I understand that OpenMP is in fact just a set of macros which is compiled into pthreads. Is there a way of seeing the pthread code before the rest of the compilation occurs? I am using GCC to compile.
First, OpenMP is not a simple set of macros. It may be seen a simple transformation into pthread-like code, but OpenMP does require more than that including runtime support.
Back to your question, at least, in GCC, you can't see pthreaded code because GCC's OpenMP implementation is done in the compiler back-end (or middle-end). Transformation is done in IR(intermediate representation) level. So, from the viewpoint of programmers, it's not easy to see how the code is actually transformed.
However, there are some references.
(1) An Intel engineer provided a great overview of the implementation of OpenMP in Intel C/C++ compiler:
http://www.drdobbs.com/parallel/how-do-openmp-compilers-work-part-1/226300148
http://www.drdobbs.com/parallel/how-do-openmp-compilers-work-part-2/226300277
(2) You may take a look at the implementation of GCC's OpenMP:
https://github.com/mirrors/gcc/tree/master/libgomp
See libgomp.h does use pthread, and loop.c contains the implementation of parallel-loop construct.
OpenMP is a set of compiler directives, not macros. In C/C++ those directives are implemented with the #pragma extension mechanism while in Fortran they are implemented as specially formatted comments. These directives instruct the compiler to perform certain code transformations in order to convert the serial code into parallel.
Although it is possible to implement OpenMP as transformation to pure pthreads code, this is seldom done. Large part of the OpenMP mechanics is usually built into a separate run-time library, which comes as part of the compiler suite. For GCC this is libgomp. It provides a set of high level functions that are used to easily implement the OpenMP constructs. It is also internal to the compiler and not intended to be used by user code, i.e. there is no header file provided.
With GCC it is possible to get a pseudocode representation of what the code looks like after the OpenMP transformation. You have to supply it the -fdump-tree-all option, which would result in the compiler spewing a large number of intermediate files for each compilation unit. The most interesting one is filename.017t.ompexp (this comes from GCC 4.7.1, the number might be different on other GCC versions, but the extension would still be .ompexp). This file contains an intermediate representation of the code after the OpenMP constructs were lowered and then expanded into their proper implementation.

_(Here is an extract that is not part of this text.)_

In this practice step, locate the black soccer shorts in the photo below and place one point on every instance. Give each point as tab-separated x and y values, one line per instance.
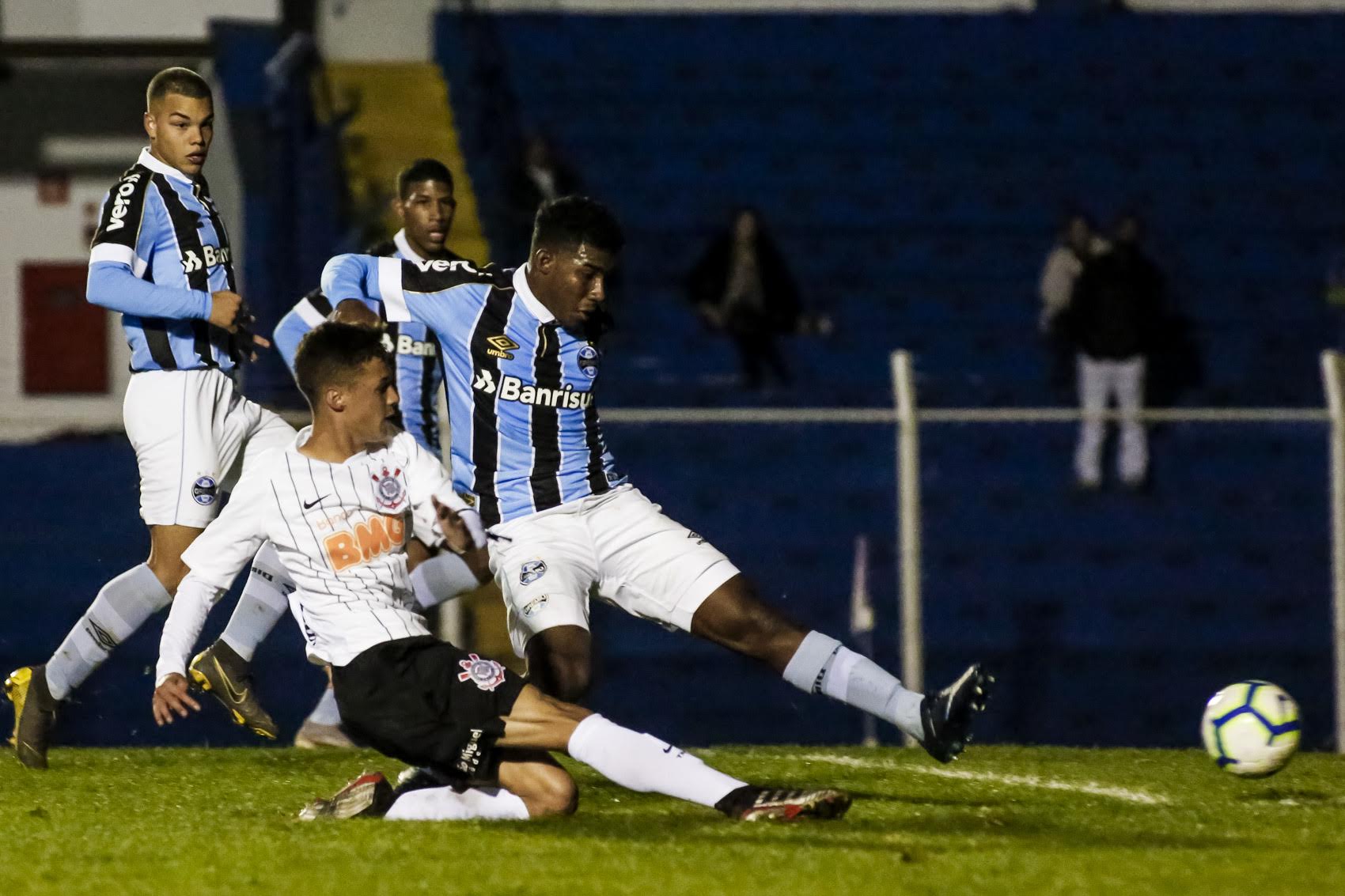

Consider the following example C code, saved as fun.c:
void fun(double *data, int n)
{
#pragma omp parallel for
for (int i = 0; i < n; i++)
data[i] += data[i]*data[i];
}
The content of fun.c.017t.ompexp is:
fun (double * data, int n)
{
...
struct .omp_data_s.0 .omp_data_o.1;
...
<bb 2>:
.omp_data_o.1.data = data;
.omp_data_o.1.n = n;
__builtin_GOMP_parallel_start (fun._omp_fn.0, &.omp_data_o.1, 0);
fun._omp_fn.0 (&.omp_data_o.1);
__builtin_GOMP_parallel_end ();
data = .omp_data_o.1.data;
n = .omp_data_o.1.n;
return;
}
fun._omp_fn.0 (struct .omp_data_s.0 * .omp_data_i)
{
int n [value-expr: .omp_data_i->n];
double * data [value-expr: .omp_data_i->data];
...
<bb 3>:
i = 0;
D.1637 = .omp_data_i->n;
D.1638 = __builtin_omp_get_num_threads ();
D.1639 = __builtin_omp_get_thread_num ();
...
<bb 4>:
... this is the body of the loop ...
i = i + 1;
if (i < D.1644)
goto <bb 4>;
else
goto <bb 5>;
<bb 5>:
<bb 6>:
return;
...
}
I have omitted big portions of the output for brevity. This is not exactly C code. It is a C-like representation of the program flow. <bb N> are the so-called basic blocks - collection of statements, treated as single blocks in the program's workflow. The first thing that one sees is that the parallel region gets extracted into a separate function. This is not uncommon - most OpenMP implementations do more or less the same code transformation. One can also observe that the compiler inserts calls to libgomp functions like GOMP_parallel_start and GOMP_parallel_end, which are used to bootstrap and then to finish the execution of a parallel region (the __builtin_ prefix is removed later on). Inside fun._omp_fn.0 there is a for loop, implemented in <bb 4> (note that the loop itself is also expanded). Also all shared variables are put into a special structure that gets passed to the implementation of the parallel region. <bb 3> contains the code that computes the range of iterations over which the current thread would operate.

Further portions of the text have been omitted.